En la entrevista con Fox Business, el mandatario explicó que su estrategia inicial se concentró en embarcaciones porque, a su juicio, si el Gobierno estadounidense hubiera empezado directamente con ataques en tierra, los grupos criminales habrían desplazado de inmediato sus operaciones hacia los barcos. “Teníamos que atacar primero a los botes porque (si no los narcotraficantes) se dirigen inmediatamente a ellos. Si los atacamos en tierra, se hubieran ido a los barcos. Ahora los vamos a atacar en tierra. Los vamos a atacar muy fuerte en tierra”, declaró Trump, sin ofrecer pruebas verificables de destrucción de cargamentos de fentanilo ni de la identidad de las personas muertas en los bombardeos.
Las afirmaciones del Presidente contrastan con la postura de agencias estadounidenses que han reiterado que el fentanilo ilegal ingresa principalmente a través de la frontera terrestre con México y no por rutas marítimas, según la información contenida en el archivo de referencia. En diversos análisis oficiales se ha señalado que el tráfico de esta droga sintética se concentra en cruces fronterizos y redes terrestres de contrabando, mientras que las operaciones en mar abierto han generado cuestionamientos sobre su eficacia real respecto a la cadena logística del narcotráfico.
El giro anunciado hacia ataques terrestres se enmarca en una escalada previa del discurso de Trump, quien declaró en enero de 2026 que los cárteles “están controlando México” y afirmó que los grupos criminales matan cada año entre 250 mil y 300 mil personas en territorio estadounidense.

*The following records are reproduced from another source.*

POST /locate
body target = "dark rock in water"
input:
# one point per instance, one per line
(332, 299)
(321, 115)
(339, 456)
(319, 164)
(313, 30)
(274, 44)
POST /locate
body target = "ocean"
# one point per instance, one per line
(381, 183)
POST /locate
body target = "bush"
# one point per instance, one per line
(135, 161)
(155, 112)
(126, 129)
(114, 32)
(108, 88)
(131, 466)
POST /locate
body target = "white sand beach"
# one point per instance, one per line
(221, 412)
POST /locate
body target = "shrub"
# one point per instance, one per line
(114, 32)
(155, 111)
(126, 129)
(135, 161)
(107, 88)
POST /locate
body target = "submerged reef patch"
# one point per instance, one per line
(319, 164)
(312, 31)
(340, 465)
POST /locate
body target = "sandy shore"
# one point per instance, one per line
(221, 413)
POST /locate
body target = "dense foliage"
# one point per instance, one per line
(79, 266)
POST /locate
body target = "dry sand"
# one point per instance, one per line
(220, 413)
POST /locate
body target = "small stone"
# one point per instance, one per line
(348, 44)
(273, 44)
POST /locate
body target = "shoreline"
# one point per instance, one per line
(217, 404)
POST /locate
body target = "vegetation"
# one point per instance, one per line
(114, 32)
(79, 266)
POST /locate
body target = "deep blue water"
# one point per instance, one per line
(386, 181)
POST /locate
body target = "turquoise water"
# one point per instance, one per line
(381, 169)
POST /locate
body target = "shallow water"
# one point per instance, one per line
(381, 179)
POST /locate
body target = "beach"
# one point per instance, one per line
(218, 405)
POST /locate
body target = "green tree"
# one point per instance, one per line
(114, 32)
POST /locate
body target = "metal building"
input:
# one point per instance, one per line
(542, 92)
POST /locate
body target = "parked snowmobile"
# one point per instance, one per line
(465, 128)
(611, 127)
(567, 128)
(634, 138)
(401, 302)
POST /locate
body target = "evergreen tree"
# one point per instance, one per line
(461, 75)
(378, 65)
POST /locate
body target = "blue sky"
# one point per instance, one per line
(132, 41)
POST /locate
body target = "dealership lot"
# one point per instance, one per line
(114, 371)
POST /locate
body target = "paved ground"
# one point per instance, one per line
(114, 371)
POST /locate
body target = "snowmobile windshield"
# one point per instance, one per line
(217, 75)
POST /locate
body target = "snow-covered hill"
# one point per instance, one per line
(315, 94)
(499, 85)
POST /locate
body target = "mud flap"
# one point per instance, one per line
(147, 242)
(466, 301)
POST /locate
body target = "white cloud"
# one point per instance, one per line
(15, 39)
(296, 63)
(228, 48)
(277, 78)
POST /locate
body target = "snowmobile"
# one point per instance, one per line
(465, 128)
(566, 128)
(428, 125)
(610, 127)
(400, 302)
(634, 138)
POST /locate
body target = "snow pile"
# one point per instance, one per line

En entrevistas con medios como Fox News y The New York Post, el mandatario sostuvo que su administración conoce “sus rutas”, “sus hogares” y “lo sabe todo” sobre las organizaciones criminales, y advirtió que los operativos militares podrían ejecutarse “en cualquier lugar”, incluidos México, América Central y América del Sur, sin detallar públicamente reglas de enfrentamiento ni mecanismos de coordinación con los países involucrados.
Las declaraciones presidenciales se producen tras más de un año de campaña militar en aguas internacionales, durante la cual el Gobierno estadounidense destruyó al menos 35 embarcaciones desde el 2 de septiembre de 2025, de acuerdo con documentos reseñados en el archivo consultado. Esas operaciones provocaron la muerte de al menos 123 personas y derivaron en críticas de legisladores demócratas, organismos internacionales y gobiernos latinoamericanos, que han calificado algunos de esos bombardeos como posibles ejecuciones extrajudiciales y han exigido transparencia sobre la identidad de las víctimas, la naturaleza de las embarcaciones y las pruebas de su vinculación con el tráfico de drogas.
De manera paralela, la administración de Trump mantiene presión política y diplomática sobre México para ampliar la cooperación en seguridad y aceptar mayores niveles de participación de fuerzas estadounidenses en operaciones contra laboratorios de drogas sintéticas, según reportes periodísticos incluidos en el mismo archivo. El Gobierno de la Presidenta Claudia Sheinbaum Pardo ha reiterado que la soberanía y la integridad territorial de México “no son negociables” y ha rechazado públicamente cualquier despliegue de tropas extranjeras, al tiempo que ha reforzado la colaboración bilateral mediante traslados masivos de personas vinculadas al crimen organizado, operativos contra laboratorios y decomisos de fentanilo y metanfetaminas.